Writing Irving Bacheller in the study of his Florida home, about 1925.
Bacheller's 1929 Ford Model "A," restored by its new owner.
The recent decision of the U.S. Treasury to buy a stake in a number of large U.S. financial institutions in order to guarantee their assets and ease up on credit reminded me of a story I unearthed several years ago about the way one bank was saved in Florida in 1930. In 2006 I won a research grant to write about the life of best-selling writer Irving Bacheller, who made his name during the first half of the twentieth century with tales of American pioneer life. His first novel, Eben Holden, the story of an orphaned boy who is raised by neighbors in a log cabin, sold more than a million copies and made Bacheller both rich and famous. He went on to write seventeen more best-selling novels and counted other literary lions among his friends, including Mark Twain, Arthur Conan Doyle, and Stephen Crane.
By the end World War I, Bacheller was wealthy enough to build himself a lakeside winter home on fifty acres in tony Winter Park, Florida. He was a genial man who liked golfing, cocktails, and friends as much as he liked his writing so when he was immediately drawn into the civic and social life of this little Florida town he could not have been happier. He joined the board of Rollins College and taught a creative writing class there. He was a founder of Winter Park’s University Club, and began a scholarship program for local high school students. In 1927 he was drafted to be Chairman of the Board of a local bank, the Union State Bank at Winter Park.
Things were going so well for him by 1929 that he bought himself a brand new Ford Model “A” Sport Coupé with a cloth top and a rumble seat, just for his use during his winters in Florida. And then, in October, the stock market crashed. During the summer of 1930, which he spent on Long Island to escape the Florida heat, he wrote his friend Hamilton Holt, president of Rollins College: “I have never seen such an atmosphere of puzzled discouragement [in New York]. My own losses have been heavy for a scribbler.”
When he returned to Florida, he discovered that things were even worse than he thought. The Florida real estate market had crashed and there had been runs on banks throughout the United States. The President ordered all banks to close for a “bank holiday,” so that the surviving institutions could hold onto their cash reserves. What it meant in those days before Automated Teller Machines and the widespread use of charge accounts and checks, was that all commerce and business was frozen too.
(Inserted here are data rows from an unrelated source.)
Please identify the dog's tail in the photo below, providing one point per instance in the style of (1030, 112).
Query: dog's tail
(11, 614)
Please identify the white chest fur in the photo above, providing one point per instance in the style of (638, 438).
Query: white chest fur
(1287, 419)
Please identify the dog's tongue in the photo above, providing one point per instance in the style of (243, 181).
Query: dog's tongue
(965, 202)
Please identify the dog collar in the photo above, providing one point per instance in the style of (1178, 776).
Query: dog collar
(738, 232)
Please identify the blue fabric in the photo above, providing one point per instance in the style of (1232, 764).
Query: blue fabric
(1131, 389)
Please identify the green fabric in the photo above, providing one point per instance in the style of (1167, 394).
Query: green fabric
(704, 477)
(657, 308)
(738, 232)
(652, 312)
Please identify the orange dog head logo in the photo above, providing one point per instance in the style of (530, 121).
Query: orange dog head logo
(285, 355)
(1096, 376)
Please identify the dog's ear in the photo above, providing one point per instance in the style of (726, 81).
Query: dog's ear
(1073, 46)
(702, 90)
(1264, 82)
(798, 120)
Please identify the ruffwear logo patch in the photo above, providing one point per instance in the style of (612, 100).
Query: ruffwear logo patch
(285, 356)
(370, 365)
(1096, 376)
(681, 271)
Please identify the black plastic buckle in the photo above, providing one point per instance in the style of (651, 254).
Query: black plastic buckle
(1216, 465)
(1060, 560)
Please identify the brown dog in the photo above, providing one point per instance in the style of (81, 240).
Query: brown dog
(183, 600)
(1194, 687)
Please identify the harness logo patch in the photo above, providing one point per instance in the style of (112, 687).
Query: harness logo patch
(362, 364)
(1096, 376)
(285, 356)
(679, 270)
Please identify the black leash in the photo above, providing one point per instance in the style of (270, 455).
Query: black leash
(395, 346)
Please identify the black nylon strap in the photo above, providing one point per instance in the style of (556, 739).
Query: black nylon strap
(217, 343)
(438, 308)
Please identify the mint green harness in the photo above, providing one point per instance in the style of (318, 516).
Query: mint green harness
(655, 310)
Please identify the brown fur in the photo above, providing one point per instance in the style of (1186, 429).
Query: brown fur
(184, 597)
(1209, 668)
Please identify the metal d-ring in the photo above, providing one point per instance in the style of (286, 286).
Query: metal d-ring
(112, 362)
People without access to their bank accounts often did not have the cash to buy their food or pay their rent.
Bacheller conferred with George Kraft, the founder of the Union State Bank, and the two men decided on a bold plan. They hopped into Bacheller’s little Ford and drove all night to Tallahassee where they met the next day with state bank regulators to plead that the Union State Bank be allowed to stay open, for the sake of the community. They showed the regulators the bank’s credit and debit statements and proved that the bank was solvent and had enough cash reserves to survive a run. But state regulators could not violate the federal bank holiday order and Bacheller and Kraft made a new proposal. What if they started a new bank, not then subject to the federal order, transferred the assets of the Union State Bank to this new institution, and guaranteed all the deposits with their combined personal savings of $50,000?
The regulators scratched their heads, conferred with counsel and said they didn’t see why it couldn’t be done. Back the two men drove to Winter Park where they established the new Florida Bank at Winter Park. It stayed solvent during the entire Depression. Nobody lost a dime.
That is how a writer, his banker friend, and a little Model “A” Ford Coupé saved a bank one day. It was like a George Bailey moment from the film “It’s a Wonderful Life.”
Addendum of Coincidences:
Banker George Kraft died in 1937. Bacheller’s own fortunes as a writer did not survive the Great Depression. By the beginning of World War II, he was 81 and no longer in touch with the new realism that had entered popular fiction. He sold his Winter Park estate and fifty acres for $37,258 and lived on the proceeds of that sale until his death, at the age of 90, in 1950. During the war he sold his Model “A” to a soldier whose wife was a teacher and needed transportation to her job.
Fast forward to 1960, when banker George Kraft’s son Ken looked out the window of his Winter Park home one day and saw a hot rod buzz by. It looked to him like an old Model “A” that had been souped up by a local kid and he had always wanted to restore a Model "A". Winter Park was still a small town, and when Ken Kraft asked around, he found the young man who owned the car and bought it from him for $50. But it wasn’t until Ken Kraft began to restore the old Coupé that he uncovered the car’s history. It was Irving Bacheller’s car. The one Ken’s father George, and Irving Bacheller had driven through the night to the Florida state capitol in order to save the bank and thus, save a little town. Ken Kraft still has that car. The bank, after changing hands a number of times, is now a Bank of America. Bank of America is one of the banks in which the U.S. government will soon invest. It’s true. You can look it up.
1 comment:
Great story, from the formation of a new bank to help the citizenry, to Bacheller's Model A being purchased by Ken Kraft. Bacheller and Kraft are examples to us all.